La poesia come filo conduttore

La merenda – o brènda come diceva Stecchetti – ha qui una molteplice funzione. Quella di passare momenti piacevoli con gli amici, scherzando, cantando, bevendo e mangiando, ma vuole anche cercare di riempire un vuoto. Un vuoto che può essere quello della pancia, più facile da colmare dell’assenza di un amico e di un poeta che tanto ha fatto. Nadiani, insieme allo scomparso Guido Leotta, ha infatti animato per oltre 30 anni alcune significative esperienze culturali in Romagna, grazie alla rivista Tratti e alla casa editrice Mobydick. Un’esperienza che si è interrotta con la loro prematura scomparsa ma che ricorda che la vita continua così come la poesia e questa iniziativa vuole proprio dare continuità al loro ricordo, attraverso le voci di altri poeti romagnoli.
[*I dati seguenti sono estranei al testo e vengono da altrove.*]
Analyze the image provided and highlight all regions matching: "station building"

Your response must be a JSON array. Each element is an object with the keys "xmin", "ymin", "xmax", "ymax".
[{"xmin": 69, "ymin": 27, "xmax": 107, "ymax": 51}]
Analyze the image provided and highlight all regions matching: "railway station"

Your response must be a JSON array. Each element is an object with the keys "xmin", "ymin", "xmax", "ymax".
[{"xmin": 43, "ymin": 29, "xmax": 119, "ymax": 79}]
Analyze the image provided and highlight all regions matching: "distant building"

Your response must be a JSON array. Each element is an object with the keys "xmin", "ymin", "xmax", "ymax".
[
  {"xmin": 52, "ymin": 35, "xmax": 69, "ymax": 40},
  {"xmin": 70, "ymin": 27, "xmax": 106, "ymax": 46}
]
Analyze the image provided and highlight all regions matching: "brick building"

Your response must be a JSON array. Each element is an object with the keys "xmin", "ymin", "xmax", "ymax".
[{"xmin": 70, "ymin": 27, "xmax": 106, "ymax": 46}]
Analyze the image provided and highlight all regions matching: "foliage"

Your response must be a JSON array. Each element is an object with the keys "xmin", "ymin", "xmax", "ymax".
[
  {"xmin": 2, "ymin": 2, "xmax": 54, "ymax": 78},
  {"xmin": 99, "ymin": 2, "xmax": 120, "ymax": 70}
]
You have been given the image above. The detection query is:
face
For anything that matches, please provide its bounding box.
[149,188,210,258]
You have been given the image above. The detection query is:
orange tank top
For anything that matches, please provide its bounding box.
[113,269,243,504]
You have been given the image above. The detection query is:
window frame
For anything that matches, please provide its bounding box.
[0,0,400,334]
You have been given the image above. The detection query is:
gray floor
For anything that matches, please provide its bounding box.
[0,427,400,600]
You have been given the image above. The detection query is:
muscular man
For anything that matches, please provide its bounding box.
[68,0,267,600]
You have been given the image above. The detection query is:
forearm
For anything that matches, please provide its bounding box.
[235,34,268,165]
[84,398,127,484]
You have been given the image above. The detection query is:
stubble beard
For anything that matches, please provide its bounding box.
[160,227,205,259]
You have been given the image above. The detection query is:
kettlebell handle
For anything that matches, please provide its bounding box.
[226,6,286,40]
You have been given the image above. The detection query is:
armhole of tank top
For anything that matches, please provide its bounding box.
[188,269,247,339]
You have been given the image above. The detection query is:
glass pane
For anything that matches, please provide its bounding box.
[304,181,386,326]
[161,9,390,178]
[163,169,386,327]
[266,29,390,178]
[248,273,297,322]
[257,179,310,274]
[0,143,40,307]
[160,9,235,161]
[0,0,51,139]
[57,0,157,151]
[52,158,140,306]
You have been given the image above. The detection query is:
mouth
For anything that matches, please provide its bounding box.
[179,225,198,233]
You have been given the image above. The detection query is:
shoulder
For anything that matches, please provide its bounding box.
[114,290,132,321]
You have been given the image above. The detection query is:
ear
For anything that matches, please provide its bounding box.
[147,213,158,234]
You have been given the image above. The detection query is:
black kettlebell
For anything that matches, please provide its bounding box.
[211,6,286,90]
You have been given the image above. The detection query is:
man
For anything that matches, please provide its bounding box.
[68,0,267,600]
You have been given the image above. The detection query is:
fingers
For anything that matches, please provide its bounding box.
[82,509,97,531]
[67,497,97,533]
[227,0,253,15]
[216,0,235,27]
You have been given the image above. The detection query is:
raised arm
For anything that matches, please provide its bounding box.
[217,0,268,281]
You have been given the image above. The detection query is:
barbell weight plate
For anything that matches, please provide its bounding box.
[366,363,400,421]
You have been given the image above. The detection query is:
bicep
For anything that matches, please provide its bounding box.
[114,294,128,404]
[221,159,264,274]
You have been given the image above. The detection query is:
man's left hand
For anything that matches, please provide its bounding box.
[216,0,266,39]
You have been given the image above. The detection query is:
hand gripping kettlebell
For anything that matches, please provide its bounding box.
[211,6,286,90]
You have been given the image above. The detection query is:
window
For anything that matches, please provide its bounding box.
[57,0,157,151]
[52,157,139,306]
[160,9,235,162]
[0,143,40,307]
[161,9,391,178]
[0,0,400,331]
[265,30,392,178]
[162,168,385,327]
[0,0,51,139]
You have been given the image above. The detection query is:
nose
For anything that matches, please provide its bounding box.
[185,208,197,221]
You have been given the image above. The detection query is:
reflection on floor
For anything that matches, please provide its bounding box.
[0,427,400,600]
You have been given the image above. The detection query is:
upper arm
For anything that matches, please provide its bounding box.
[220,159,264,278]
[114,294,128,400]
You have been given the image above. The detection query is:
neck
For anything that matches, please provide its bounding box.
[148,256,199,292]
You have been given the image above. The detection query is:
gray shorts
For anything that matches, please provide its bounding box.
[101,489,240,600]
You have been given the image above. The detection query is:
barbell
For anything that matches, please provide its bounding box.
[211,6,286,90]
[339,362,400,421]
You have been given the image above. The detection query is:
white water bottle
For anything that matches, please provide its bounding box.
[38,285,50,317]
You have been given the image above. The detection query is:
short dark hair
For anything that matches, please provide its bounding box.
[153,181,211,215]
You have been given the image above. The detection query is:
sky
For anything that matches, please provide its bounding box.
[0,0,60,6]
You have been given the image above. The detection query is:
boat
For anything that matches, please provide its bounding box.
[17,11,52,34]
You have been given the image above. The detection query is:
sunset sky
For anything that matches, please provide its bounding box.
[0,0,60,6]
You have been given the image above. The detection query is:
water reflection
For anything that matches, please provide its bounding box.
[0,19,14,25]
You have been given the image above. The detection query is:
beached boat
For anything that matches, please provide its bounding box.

Tra gli aderenti all’iniziativa, Associazione Istituto Friedrich Schürr, Associazione Te ad chi sit e’ fiol, La Musica nelle Aie, Teatro Due Mondi, Metallurgica Viganò, Primola Cotignola, SetteSere-Qui, Centro Sociale Ca’ Vecchia Voltana, le riviste “Confini” e “La piê”. L’evento è patrocinato dal DIT (Dipartimento di Interpretazione e Traduzione) – Università di Bologna, sede di Forlì.